Optimizing CPU efficiency

How many resources should I request for my job(s)?

Exactly how many resources (CPUs, memory, time, GPUs) your job(s) need(s) is something you have to experiment with and learn over time based on past experience. It's important to do a bit of experimentation before submitting large jobs to obtain a qualified guess since the utilization of all the allocated resources across the cluster is ultimately based on people's own assessments alone. Below are some tips regarding CPU and memory, but in the end please always only request what you need, and no more. This is essential to optimize the resource utilization and efficiency of the entire cluster, leaving no CPUs idle when everything is fully allocated.

Always inspect and optimize efficiency for next time!

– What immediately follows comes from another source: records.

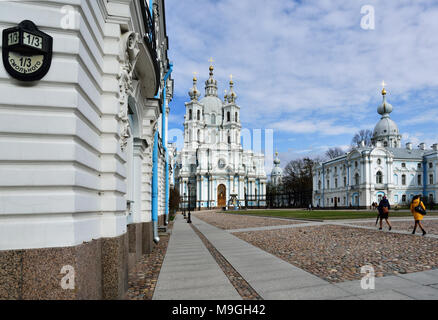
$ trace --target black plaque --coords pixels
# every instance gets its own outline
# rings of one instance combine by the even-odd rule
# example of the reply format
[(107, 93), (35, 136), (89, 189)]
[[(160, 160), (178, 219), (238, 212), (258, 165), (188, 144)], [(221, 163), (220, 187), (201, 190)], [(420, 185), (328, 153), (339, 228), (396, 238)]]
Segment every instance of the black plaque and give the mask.
[(3, 30), (3, 65), (20, 81), (42, 79), (52, 63), (53, 38), (29, 20)]

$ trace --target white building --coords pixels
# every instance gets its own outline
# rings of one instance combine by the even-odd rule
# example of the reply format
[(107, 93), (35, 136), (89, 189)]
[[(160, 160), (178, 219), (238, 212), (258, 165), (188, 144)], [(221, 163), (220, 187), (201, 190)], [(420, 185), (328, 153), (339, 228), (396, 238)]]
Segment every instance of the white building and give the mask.
[(438, 192), (438, 144), (427, 149), (421, 143), (401, 147), (393, 110), (386, 101), (377, 112), (371, 147), (362, 142), (351, 152), (319, 164), (313, 171), (313, 205), (319, 207), (369, 207), (386, 195), (392, 205), (407, 205), (421, 194), (436, 202)]
[(121, 298), (166, 222), (164, 0), (0, 2), (2, 31), (24, 19), (53, 58), (0, 64), (0, 299)]
[(230, 81), (230, 90), (222, 101), (213, 70), (210, 66), (204, 98), (199, 100), (196, 77), (189, 91), (184, 147), (176, 160), (176, 185), (181, 196), (195, 198), (198, 209), (226, 207), (232, 197), (240, 206), (254, 206), (258, 200), (264, 201), (266, 194), (264, 155), (243, 150), (234, 83)]

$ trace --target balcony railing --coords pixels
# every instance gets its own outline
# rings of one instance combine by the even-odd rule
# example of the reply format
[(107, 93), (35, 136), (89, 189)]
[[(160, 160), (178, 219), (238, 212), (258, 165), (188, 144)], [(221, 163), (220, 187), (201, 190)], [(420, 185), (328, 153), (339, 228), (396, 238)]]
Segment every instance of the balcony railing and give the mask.
[(156, 32), (155, 32), (155, 21), (154, 17), (151, 15), (151, 8), (149, 7), (146, 0), (139, 0), (141, 11), (143, 15), (143, 24), (145, 29), (145, 35), (143, 36), (146, 46), (149, 49), (149, 53), (152, 57), (152, 62), (155, 69), (156, 75), (156, 90), (155, 93), (158, 92), (158, 88), (160, 86), (160, 65), (158, 63), (158, 55), (157, 55), (157, 41), (156, 41)]

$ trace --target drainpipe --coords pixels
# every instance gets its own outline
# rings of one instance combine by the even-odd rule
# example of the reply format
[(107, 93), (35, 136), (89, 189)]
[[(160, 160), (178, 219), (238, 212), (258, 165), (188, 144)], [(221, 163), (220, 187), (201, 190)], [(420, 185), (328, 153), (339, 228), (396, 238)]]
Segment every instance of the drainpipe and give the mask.
[(152, 227), (154, 242), (158, 243), (158, 130), (154, 135), (154, 148), (152, 151)]
[(169, 223), (169, 155), (167, 152), (167, 138), (166, 138), (166, 89), (167, 89), (167, 79), (169, 78), (170, 74), (173, 70), (173, 64), (169, 64), (169, 70), (167, 71), (166, 75), (164, 76), (164, 87), (163, 87), (163, 117), (162, 117), (162, 125), (161, 125), (161, 131), (162, 131), (162, 139), (163, 139), (163, 146), (164, 146), (164, 154), (165, 154), (165, 166), (166, 166), (166, 194), (165, 194), (165, 213), (166, 213), (166, 219), (164, 221), (164, 225), (167, 225)]

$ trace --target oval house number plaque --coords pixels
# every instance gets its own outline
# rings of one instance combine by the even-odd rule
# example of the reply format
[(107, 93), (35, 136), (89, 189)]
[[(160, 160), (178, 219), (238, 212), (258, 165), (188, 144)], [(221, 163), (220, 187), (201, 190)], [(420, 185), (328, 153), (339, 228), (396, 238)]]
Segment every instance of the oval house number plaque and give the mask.
[(43, 78), (52, 63), (53, 38), (38, 30), (29, 20), (3, 30), (3, 65), (15, 79), (36, 81)]

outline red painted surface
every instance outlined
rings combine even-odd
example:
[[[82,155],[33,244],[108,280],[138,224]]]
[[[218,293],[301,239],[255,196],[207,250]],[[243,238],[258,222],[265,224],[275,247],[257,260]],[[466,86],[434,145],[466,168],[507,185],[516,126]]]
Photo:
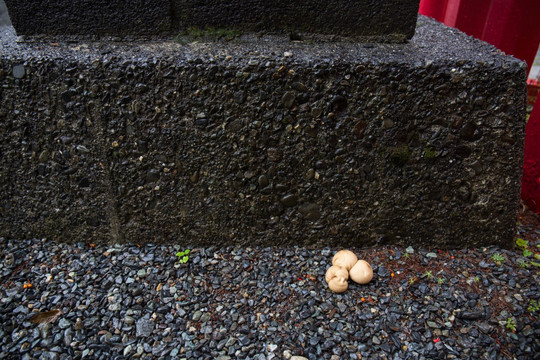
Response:
[[[421,0],[420,14],[495,45],[529,69],[540,43],[540,0]],[[526,126],[521,198],[540,213],[540,97]]]
[[[525,133],[521,198],[532,211],[540,213],[540,97],[536,98]]]
[[[529,79],[527,81],[527,105],[534,105],[540,95],[540,80]]]
[[[444,22],[444,14],[446,13],[446,0],[422,0],[418,12],[434,18],[437,21]]]
[[[421,0],[420,14],[460,29],[524,60],[540,43],[540,0]]]
[[[462,1],[454,26],[464,33],[484,40],[484,29],[488,22],[491,0]],[[489,42],[489,41],[488,41]]]

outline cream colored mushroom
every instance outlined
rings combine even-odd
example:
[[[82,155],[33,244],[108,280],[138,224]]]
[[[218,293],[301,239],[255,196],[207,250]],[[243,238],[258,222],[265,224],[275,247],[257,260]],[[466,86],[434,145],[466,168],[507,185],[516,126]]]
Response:
[[[328,287],[335,293],[342,293],[349,287],[349,283],[344,278],[335,277],[328,283]]]
[[[358,284],[367,284],[373,279],[373,269],[365,260],[358,260],[356,264],[349,270],[351,280]]]
[[[335,293],[342,293],[349,287],[349,284],[347,283],[349,272],[344,267],[337,265],[330,266],[328,270],[326,270],[324,278],[330,290]]]
[[[344,267],[345,269],[347,269],[347,271],[349,271],[354,266],[354,264],[356,264],[357,261],[358,257],[356,257],[356,255],[352,251],[340,250],[332,258],[332,265]]]
[[[349,272],[347,269],[341,266],[332,265],[326,270],[326,276],[324,277],[326,282],[330,282],[333,278],[344,278],[345,280],[349,279]]]

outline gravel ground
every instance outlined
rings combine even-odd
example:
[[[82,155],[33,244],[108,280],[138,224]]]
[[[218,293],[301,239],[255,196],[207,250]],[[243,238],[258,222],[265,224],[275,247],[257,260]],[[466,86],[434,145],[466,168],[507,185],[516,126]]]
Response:
[[[0,239],[0,358],[540,359],[539,224],[520,214],[528,257],[353,249],[375,277],[340,295],[324,282],[334,248],[179,264],[180,246]]]

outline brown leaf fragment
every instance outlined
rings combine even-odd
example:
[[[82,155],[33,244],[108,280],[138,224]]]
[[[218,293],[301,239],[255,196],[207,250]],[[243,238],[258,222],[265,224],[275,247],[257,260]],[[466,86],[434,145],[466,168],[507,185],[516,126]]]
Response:
[[[37,313],[30,318],[30,322],[33,324],[52,323],[56,321],[60,314],[62,314],[62,311],[59,309]]]

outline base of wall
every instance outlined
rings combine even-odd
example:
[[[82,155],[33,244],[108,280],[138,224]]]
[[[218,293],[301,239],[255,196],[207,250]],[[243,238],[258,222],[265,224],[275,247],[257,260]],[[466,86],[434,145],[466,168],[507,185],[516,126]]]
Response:
[[[510,246],[525,65],[407,44],[1,37],[0,236]]]

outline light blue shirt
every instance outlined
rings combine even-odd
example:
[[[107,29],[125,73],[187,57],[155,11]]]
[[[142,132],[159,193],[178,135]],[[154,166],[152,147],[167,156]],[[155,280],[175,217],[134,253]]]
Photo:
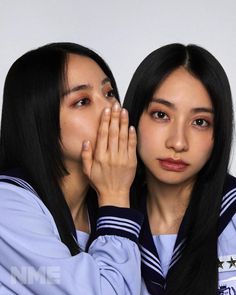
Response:
[[[140,252],[127,237],[138,239],[142,218],[130,217],[132,209],[118,210],[124,218],[101,216],[97,232],[107,234],[98,234],[88,253],[71,256],[33,191],[1,182],[0,295],[140,294]],[[111,234],[114,230],[121,234]],[[77,231],[77,236],[85,249],[88,235]]]
[[[176,238],[175,234],[153,236],[164,276],[169,269]],[[218,258],[222,262],[222,267],[218,269],[219,289],[223,290],[222,294],[236,294],[232,293],[233,289],[236,292],[236,215],[233,216],[218,238]],[[149,294],[144,281],[141,294]]]
[[[77,231],[77,236],[81,242],[80,245],[85,246],[88,234]],[[176,234],[153,236],[164,276],[166,276],[169,269],[176,238]],[[234,288],[236,290],[236,215],[218,238],[218,257],[223,262],[222,267],[219,267],[219,289],[225,286],[225,288]],[[231,257],[235,260],[235,263],[230,263]],[[144,282],[142,282],[141,294],[149,294]]]

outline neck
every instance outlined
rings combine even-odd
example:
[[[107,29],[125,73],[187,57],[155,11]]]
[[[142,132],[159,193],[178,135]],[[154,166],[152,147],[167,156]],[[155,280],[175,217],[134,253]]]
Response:
[[[61,182],[61,189],[70,209],[75,228],[89,232],[89,220],[86,206],[86,195],[89,188],[88,178],[76,163],[67,165],[68,175],[64,176]]]
[[[181,184],[163,183],[147,176],[147,213],[151,232],[176,234],[189,204],[193,179]]]

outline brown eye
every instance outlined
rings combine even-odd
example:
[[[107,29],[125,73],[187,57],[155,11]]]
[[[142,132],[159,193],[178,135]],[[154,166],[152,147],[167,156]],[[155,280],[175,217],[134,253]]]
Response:
[[[107,97],[107,98],[113,98],[113,97],[116,97],[116,94],[115,94],[114,89],[109,90],[109,91],[106,93],[106,97]]]
[[[196,119],[193,121],[193,125],[196,125],[199,127],[207,127],[209,126],[209,122],[207,122],[205,119]]]
[[[80,99],[79,101],[77,101],[75,103],[75,106],[82,107],[82,106],[87,105],[89,103],[90,103],[90,99],[88,99],[87,97],[84,97],[84,98]]]
[[[164,112],[161,112],[161,111],[153,112],[152,117],[154,119],[160,119],[160,120],[168,120],[169,119],[168,115]]]

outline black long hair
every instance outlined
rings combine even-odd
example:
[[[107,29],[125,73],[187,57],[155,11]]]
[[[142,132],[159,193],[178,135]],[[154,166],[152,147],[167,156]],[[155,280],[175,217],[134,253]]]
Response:
[[[0,169],[20,168],[47,206],[62,242],[72,255],[79,248],[71,235],[74,223],[60,188],[67,174],[60,144],[60,102],[67,87],[69,54],[93,59],[116,82],[105,61],[94,51],[74,43],[52,43],[21,56],[11,66],[5,81]]]
[[[217,294],[217,227],[222,191],[226,178],[233,132],[233,107],[228,78],[220,63],[197,45],[169,44],[148,55],[135,71],[124,107],[130,123],[138,128],[154,91],[175,69],[184,67],[208,91],[214,108],[214,147],[198,174],[187,208],[187,241],[182,257],[167,275],[168,295]],[[144,165],[138,169],[132,187],[132,201],[138,206],[145,181]]]

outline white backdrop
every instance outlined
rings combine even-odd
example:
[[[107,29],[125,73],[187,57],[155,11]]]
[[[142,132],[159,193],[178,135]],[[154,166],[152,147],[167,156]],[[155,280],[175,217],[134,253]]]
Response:
[[[0,0],[0,40],[0,104],[16,58],[49,42],[71,41],[102,55],[121,98],[152,50],[173,42],[201,45],[223,65],[236,105],[235,0]],[[230,170],[236,176],[236,155]]]

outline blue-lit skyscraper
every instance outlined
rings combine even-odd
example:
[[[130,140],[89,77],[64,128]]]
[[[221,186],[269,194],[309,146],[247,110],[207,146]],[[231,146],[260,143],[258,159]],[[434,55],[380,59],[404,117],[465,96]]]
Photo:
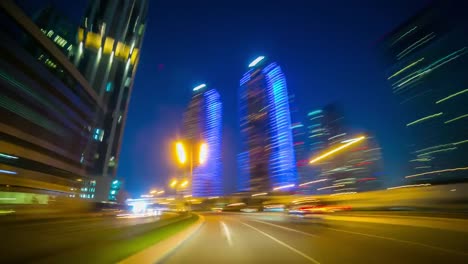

When your job completes or fails, !!!ALWAYS!!! inspect the CPU and memory usage of the job in either the notification email received or using these commands and adjust the next job accordingly! This is essential to avoid wasting resources which other people could have used.

CPUs/threads

In general the number of CPUs that you book only affects how long the job will take to finish and how many jobs can run concurrently. The only thing to really consider is how many CPUs you want to use for the particular job out of your max limit (see Usage accounting for how to see the current limits). If you use all CPUs for one job, you can't start more jobs until the first one has finished, the choice is yours. But regardless, it's very important to ensure that your jobs actually fully utilize the allocated number of CPUs, so don't start a job with 20 allocated CPUs if you only set max threads for a certain tool to 10, for example. It also depends very much on the specific software tools you use for the individual steps in a workflow and how they are implemented, so you are not always in full control of the utilization. Furthermore, if you run a workflow with many different steps each using different tools, they will likely not use resources in the same way, and some may not even support multithreading at all (like R, depending on the packages used) and thus only run in a single single-threaded process, for example. In this case it might be a good idea to either split the job into multiple jobs if they run for a long time, or use workflow tools that support cluster execution, for example Snakemake where you can define separate resource requirements for individual steps. This is also the case for memory usage.

Over-subscription

Sometimes there is just no way around it, and if you don't expect your job(s) to be very efficient, please submit to the over-subscribed shared partition, which is also the default. Over-subscription simply means that SLURM will allocate more CPU's than available on each machine, so that more than one job will run on each CPU, ensuring that each physical CPU is actually utilized 100% and thus more people are happy!

Use `nproc` everywhere

The number of CPUs is not a hard limit like the physical amount of memory is, on the other hand, and SLURM will never exceed the maximum physical memory of each compute node. Instead jobs are killed if they exceed the allocated amount of memory for the job (only if no other jobs need the memory), or not be allowed to start in the first place. With CPUs the processes you run simply won't be able to detect any more CPUs than those allocated, hence it's handy to just use nproc within scripts to detect the number of available CPUs instead of manually setting a value for each tool. Furthermore, if you request more memory per CPU that the max allowed for the particular partition (refer to hardware partitions), SLURM will automatically allocate more CPU's for the job, and hence, again, it's a good idea to detect the number of CPU's dynamically using nproc everywhere.

Memory

Requesting a sensible maximum amount of memory is important to avoid crashing jobs. It's generally best to allocate more memory than what you need, so that the job doesn't crash and the spent resources don't go to waste and could have been used for something else anyways. To obtain a qualified guess you can start the job based on an initial expectation, and then set a job time limit of maybe 5-10 minutes just to see if it might crash due to exceeding the allocated memory, and if not you will see the maximum memory usage for the job in the email notification report (or use seff <jobid>). Then adjust accordingly and submit again with a little extra than what was used at maximum. Different steps of a workflow will in many cases, unavoidably, need more memory than others, so again, if they run for a long time, split it into multiple jobs or use Snakemake.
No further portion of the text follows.